Spruce
  • Home
  • Twitter
  • SSX
Sign in Subscribe
Sign-In with Ethereum

Sign-In with Ethereum - Ruby Library and Rails Examples Release

In our continued updates on additional language support for Sign-In with Ethereum, we're happy to announce the alpha release of our Ruby library, along with support for Rails apps.

  • Spruce

Spruce

Feb 24, 2022 • 4 min read
Sign-In with Ethereum - Ruby Library and Rails Examples Release

In our continued updates on additional language support for Sign-In with Ethereum, we're happy to announce the alpha release of our Ruby library, along with support for Ruby on Rails to make SIWE available for most Rails applications.

GitHub - spruceid/siwe-ruby: A ruby implementation of Sign-In with Ethereum
A ruby implementation of Sign-In with Ethereum. Contribute to spruceid/siwe-ruby development by creating an account on GitHub.
GitHubspruceid
GitHub - spruceid/siwe-rails-examples: SIWE example using Ruby on Rails with custom controller.
SIWE example using Ruby on Rails with custom controller. - GitHub - spruceid/siwe-rails-examples: SIWE example using Ruby on Rails with custom controller.
GitHubspruceid

Sign-In with Ethereum can now be found and installed via gems, and be installed in any Ruby project with gem:

gem install siwe

The Ruby library has been dual-licensed under Apache-2.0 and MIT, making it as flexible and simple as possible for developers to use in their projects. Additionally, the gems supporting the Rails examples have also been dual-licensed the same way.

Ruby

In order to use the library, additional packages may be required to install the gem:

macOS

brew install automake openssl libtool pkg-config gmp libffi

Linux

sudo apt-get install build-essential automake pkg-config libtool \
                     libffi-dev libssl-dev libgmp-dev python-dev

After installing any required dependencies SIWE can be easily installed with:

gem install siwe

Usage

SIWE provides a Message class that implements EIP-4361.

Creating a SIWE Message

require 'siwe'
require 'time'

# Only the mandatory arguments
Siwe::Message.new("domain.example", "0x9D85ca56217D2bb651b00f15e694EB7E713637D4", "some.uri", "1")

# Complete SIWE message with default values
Siwe::Message.new("domain.example", "0x9D85ca56217D2bb651b00f15e694EB7E713637D4", "some.uri", "1", {
                                   issued_at: Time.now.utc.iso8601,
                                   statement: "Example statement for SIWE",
                                   nonce: Siwe::Util.generate_nonce,
                                   chain_id: "1",
                                   expiration_time: "",
                                   not_before: "",
                                   request_id: "",
                                   resources: []
                                 })

Parsing a SIWE Message

To parse from EIP-4361 use Siwe::Message.from_message

require 'siwe'

Siwe::Message.from_message "domain.example wants you to sign in with your Ethereum account:\n0x9D85ca56217D2bb651b00f15e694EB7E713637D4\n\nExample statement for SIWE\n\nURI: some.uri\nVersion: 1\nChain ID: 1\nNonce: k1Ne4KWzBHYEFQo8\nIssued At: 2022-02-03T20:06:19Z"

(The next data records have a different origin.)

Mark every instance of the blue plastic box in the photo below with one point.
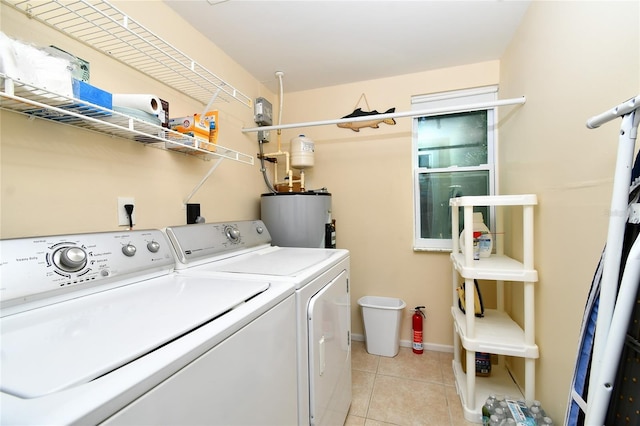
(88, 93)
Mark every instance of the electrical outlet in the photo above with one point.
(123, 217)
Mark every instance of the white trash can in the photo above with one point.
(382, 317)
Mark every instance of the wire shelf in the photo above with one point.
(39, 103)
(105, 28)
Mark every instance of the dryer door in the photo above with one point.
(329, 326)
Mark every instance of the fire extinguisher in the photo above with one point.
(417, 317)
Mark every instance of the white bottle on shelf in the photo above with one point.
(485, 240)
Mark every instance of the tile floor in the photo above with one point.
(407, 389)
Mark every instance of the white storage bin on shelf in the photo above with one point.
(496, 332)
(102, 26)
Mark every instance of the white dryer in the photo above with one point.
(323, 314)
(97, 329)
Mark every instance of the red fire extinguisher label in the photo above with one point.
(417, 340)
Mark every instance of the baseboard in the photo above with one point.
(407, 344)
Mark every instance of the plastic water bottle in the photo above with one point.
(500, 414)
(494, 421)
(536, 414)
(488, 409)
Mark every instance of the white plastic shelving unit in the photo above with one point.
(496, 332)
(102, 26)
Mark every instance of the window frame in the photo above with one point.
(465, 99)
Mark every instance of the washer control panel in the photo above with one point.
(199, 241)
(34, 268)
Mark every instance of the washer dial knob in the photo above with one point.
(129, 250)
(233, 233)
(71, 259)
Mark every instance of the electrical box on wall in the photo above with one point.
(264, 136)
(263, 112)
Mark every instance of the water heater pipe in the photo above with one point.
(424, 112)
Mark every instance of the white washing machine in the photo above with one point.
(97, 329)
(321, 281)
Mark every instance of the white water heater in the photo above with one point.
(302, 149)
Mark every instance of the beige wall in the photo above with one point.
(369, 174)
(572, 60)
(58, 180)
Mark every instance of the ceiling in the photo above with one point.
(324, 43)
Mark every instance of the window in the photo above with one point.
(453, 156)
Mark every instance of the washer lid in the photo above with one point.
(278, 261)
(55, 347)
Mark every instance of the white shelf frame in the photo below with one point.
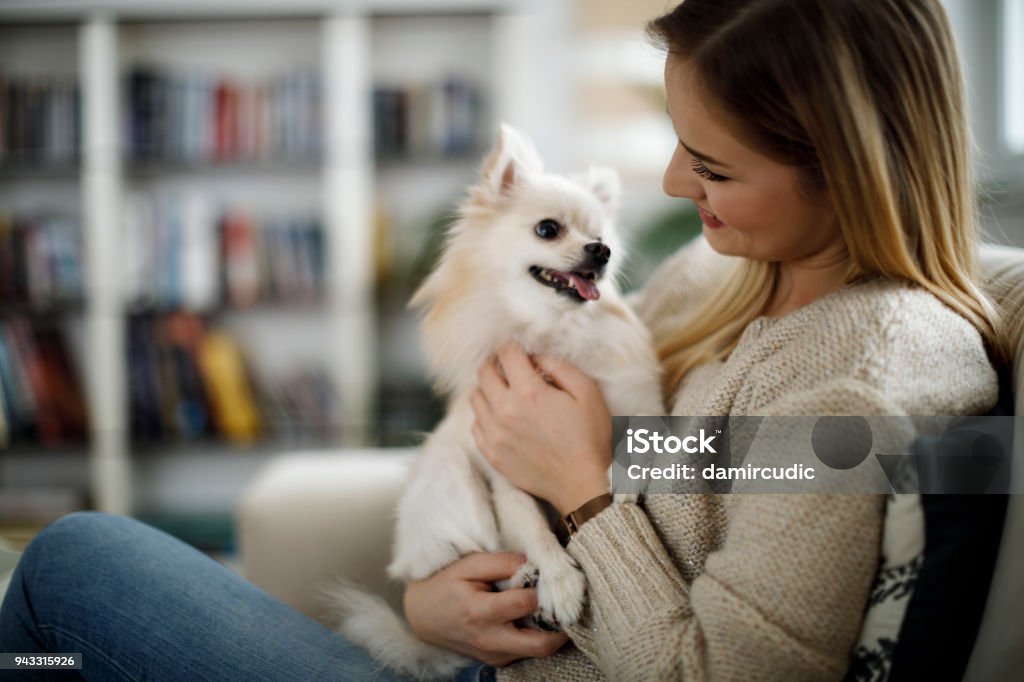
(524, 76)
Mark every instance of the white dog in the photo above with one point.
(530, 258)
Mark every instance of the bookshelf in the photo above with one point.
(348, 188)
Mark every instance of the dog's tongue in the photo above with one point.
(585, 287)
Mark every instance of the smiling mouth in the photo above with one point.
(578, 285)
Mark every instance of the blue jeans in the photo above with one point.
(140, 604)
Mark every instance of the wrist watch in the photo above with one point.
(590, 509)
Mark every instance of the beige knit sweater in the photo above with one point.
(763, 587)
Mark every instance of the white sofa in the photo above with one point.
(309, 516)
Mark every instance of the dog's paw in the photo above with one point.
(524, 578)
(560, 594)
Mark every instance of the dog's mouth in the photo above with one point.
(579, 285)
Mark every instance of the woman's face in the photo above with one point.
(750, 204)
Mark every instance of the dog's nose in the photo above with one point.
(599, 251)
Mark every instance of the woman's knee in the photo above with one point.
(75, 540)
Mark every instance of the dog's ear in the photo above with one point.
(603, 183)
(512, 158)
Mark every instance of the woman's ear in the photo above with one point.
(511, 160)
(603, 183)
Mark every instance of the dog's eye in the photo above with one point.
(547, 228)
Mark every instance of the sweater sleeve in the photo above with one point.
(781, 598)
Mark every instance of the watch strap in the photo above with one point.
(584, 513)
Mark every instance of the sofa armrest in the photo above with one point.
(309, 517)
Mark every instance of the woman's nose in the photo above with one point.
(679, 179)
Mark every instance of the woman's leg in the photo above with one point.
(140, 604)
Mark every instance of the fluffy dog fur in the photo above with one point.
(501, 276)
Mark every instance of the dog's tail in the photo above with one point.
(368, 621)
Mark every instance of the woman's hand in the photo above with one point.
(551, 438)
(456, 609)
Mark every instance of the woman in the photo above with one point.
(824, 144)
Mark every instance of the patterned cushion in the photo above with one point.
(902, 556)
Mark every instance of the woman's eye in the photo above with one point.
(547, 228)
(706, 172)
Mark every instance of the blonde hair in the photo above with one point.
(866, 100)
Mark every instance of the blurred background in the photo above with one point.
(213, 212)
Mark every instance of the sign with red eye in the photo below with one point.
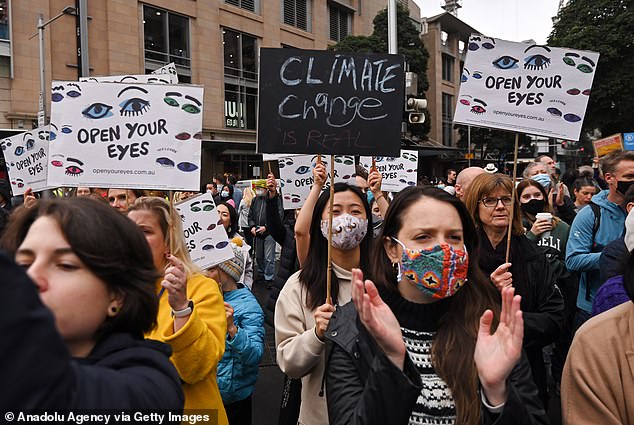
(519, 85)
(27, 160)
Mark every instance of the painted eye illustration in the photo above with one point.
(572, 118)
(536, 62)
(165, 162)
(190, 108)
(554, 112)
(302, 169)
(134, 107)
(187, 167)
(97, 111)
(505, 62)
(170, 101)
(74, 171)
(586, 69)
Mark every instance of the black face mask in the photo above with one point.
(533, 206)
(622, 187)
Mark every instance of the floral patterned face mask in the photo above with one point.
(439, 271)
(347, 231)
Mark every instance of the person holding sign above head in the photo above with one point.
(121, 199)
(72, 338)
(191, 316)
(302, 311)
(489, 201)
(428, 343)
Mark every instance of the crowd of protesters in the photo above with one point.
(470, 299)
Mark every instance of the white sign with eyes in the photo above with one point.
(296, 176)
(204, 232)
(143, 136)
(26, 156)
(398, 173)
(525, 87)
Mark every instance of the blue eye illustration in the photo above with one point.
(536, 62)
(97, 111)
(187, 167)
(165, 162)
(572, 118)
(505, 62)
(134, 107)
(554, 112)
(302, 170)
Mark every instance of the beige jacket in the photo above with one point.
(300, 354)
(598, 379)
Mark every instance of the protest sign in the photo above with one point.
(331, 103)
(606, 145)
(398, 172)
(126, 136)
(296, 176)
(205, 236)
(169, 69)
(526, 88)
(26, 159)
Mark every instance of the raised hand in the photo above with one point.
(378, 318)
(497, 354)
(501, 277)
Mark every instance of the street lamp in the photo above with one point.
(41, 112)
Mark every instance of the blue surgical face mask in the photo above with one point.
(543, 179)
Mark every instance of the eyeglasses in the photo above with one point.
(493, 202)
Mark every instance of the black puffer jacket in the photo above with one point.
(364, 387)
(121, 372)
(284, 233)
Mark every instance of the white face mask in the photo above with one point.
(347, 231)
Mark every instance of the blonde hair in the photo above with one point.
(248, 194)
(171, 226)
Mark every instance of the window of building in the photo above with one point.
(447, 119)
(241, 79)
(297, 13)
(447, 67)
(250, 5)
(166, 36)
(340, 22)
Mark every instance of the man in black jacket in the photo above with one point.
(264, 242)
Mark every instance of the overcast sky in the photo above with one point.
(514, 20)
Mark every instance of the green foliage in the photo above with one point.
(606, 27)
(409, 45)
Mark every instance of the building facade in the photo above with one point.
(214, 43)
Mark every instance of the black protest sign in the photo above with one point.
(314, 102)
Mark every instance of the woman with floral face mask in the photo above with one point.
(302, 312)
(428, 343)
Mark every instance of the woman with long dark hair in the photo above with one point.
(302, 311)
(428, 343)
(489, 201)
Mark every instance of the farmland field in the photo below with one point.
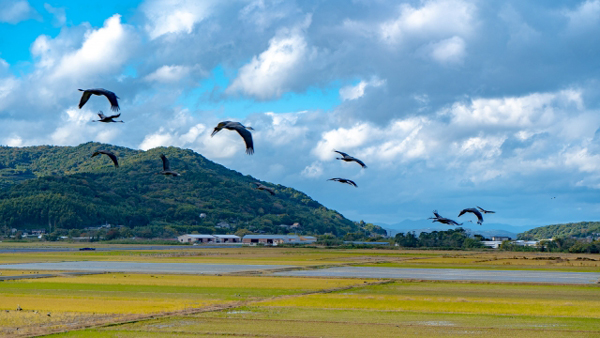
(163, 305)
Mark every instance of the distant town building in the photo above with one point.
(366, 243)
(191, 238)
(277, 239)
(492, 244)
(501, 238)
(228, 239)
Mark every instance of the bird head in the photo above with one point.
(218, 128)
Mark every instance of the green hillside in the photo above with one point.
(581, 230)
(63, 187)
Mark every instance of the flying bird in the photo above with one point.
(485, 211)
(343, 180)
(241, 129)
(167, 167)
(260, 186)
(112, 97)
(473, 211)
(443, 220)
(104, 118)
(109, 154)
(347, 158)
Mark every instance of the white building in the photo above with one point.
(209, 239)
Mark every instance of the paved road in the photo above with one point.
(554, 277)
(178, 268)
(123, 248)
(452, 274)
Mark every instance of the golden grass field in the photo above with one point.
(153, 305)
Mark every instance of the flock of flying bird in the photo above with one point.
(246, 135)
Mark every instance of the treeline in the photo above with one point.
(558, 244)
(567, 230)
(449, 239)
(63, 188)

Messages can be parsed to and from JSON strings, using Siwe::Message.from_json_string and Siwe::Message.to_json_string respectively:

require 'siwe'

Siwe::Message.from_json_string "{\"domain\":\"domain.example\",\"address\":\"0x9D85ca56217D2bb651b00f15e694EB7E713637D4\",\"uri\":\"some.uri\",\"version\":\"1\",\"chain_id\":\"1\",\"nonce\":\"k1Ne4KWzBHYEFQo8\",\"issued_at\":\"2022-02-03T20:06:19Z\",\"statement\":\"Example statement for SIWE\",\"expiration_time\":\"\",\"not_before\":\"\",\"request_id\":\"\",\"resources\":[]}"

Siwe::Message.new("domain.example", "0x9D85ca56217D2bb651b00f15e694EB7E713637D4", "some.uri", "1").to_json_string

Verifying and Authenticating a SIWE Message

Verification and authentication are performed via EIP-191, using the address field of the SiweMessage as the expected signer. The validate method checks message structural integrity, signature address validity, and time-based validity attributes.

begin
    message.validate(signature) # returns true if valid throws otherwise
rescue Siwe::ExpiredMessage
    # Used when the message is already expired. (Expires At < Time.now)
rescue Siwe::NotValidMessage
    # Used when the message is not yet valid. (Not Before > Time.now)
rescue Siwe::InvalidSignature
    # Used when the signature doesn't correspond to the address of the message.
end

Serialization of a SIWE Message

Siwe::Message instances can also be serialized as their EIP-4361 string representations via the Siwe::Message.prepare_message method:

require 'siwe'

Siwe::Message.new("domain.example", "0x9D85ca56217D2bb651b00f15e694EB7E713637D4", "some.uri", "1").prepare_message

Example

Parsing and verifying a Siwe::Message:

require 'siwe'

begin
    message = Siwe::Message.from_message "https://example.com wants you to sign in with your Ethereum account:\n0xA712a0AFBFA8656581BfA96352c9EdFc519e9cad\n\n\nURI: https://example.com\nVersion: 1\nChain ID: 1\nNonce: 9WrH24z8zpiYOoBQ\nIssued At: 2022-02-04T15:52:03Z"
    message.validate "aca5e5649a357cee608ecbd1a8455b4143311381636b88a66ec7bcaf64b3a4743ff2c7cc18501a3401e182f79233dc73fc56d01506a6098d5e7e4d881bbb02921c"
    puts "Congrats, your message is valid"
rescue Siwe::ExpiredMessage
    # Used when the message is already expired. (Expires At < Time.now)
rescue Siwe::NotValidMessage
    # Used when the message is not yet valid. (Not Before > Time.now)
rescue Siwe::InvalidSignature
    # Used when the signature doesn't correspond to the address of the message.
end

Rails

Documentation on how to set up the Rails examples is now available:

Rails - Sign-In with Ethereum
Examples of Integrating Sign-In with Ethereum into Rails Applications
Sign-In with Ethereum

Three Rails examples are available, along with two additional gems:

  • siwe_rails

Which is a Rails gem that adds Sign-In with Ethereum local sign-in routes.

  • omniauth-siwe

Which provides an OmniAuth strategy for Sign In With Ethereum.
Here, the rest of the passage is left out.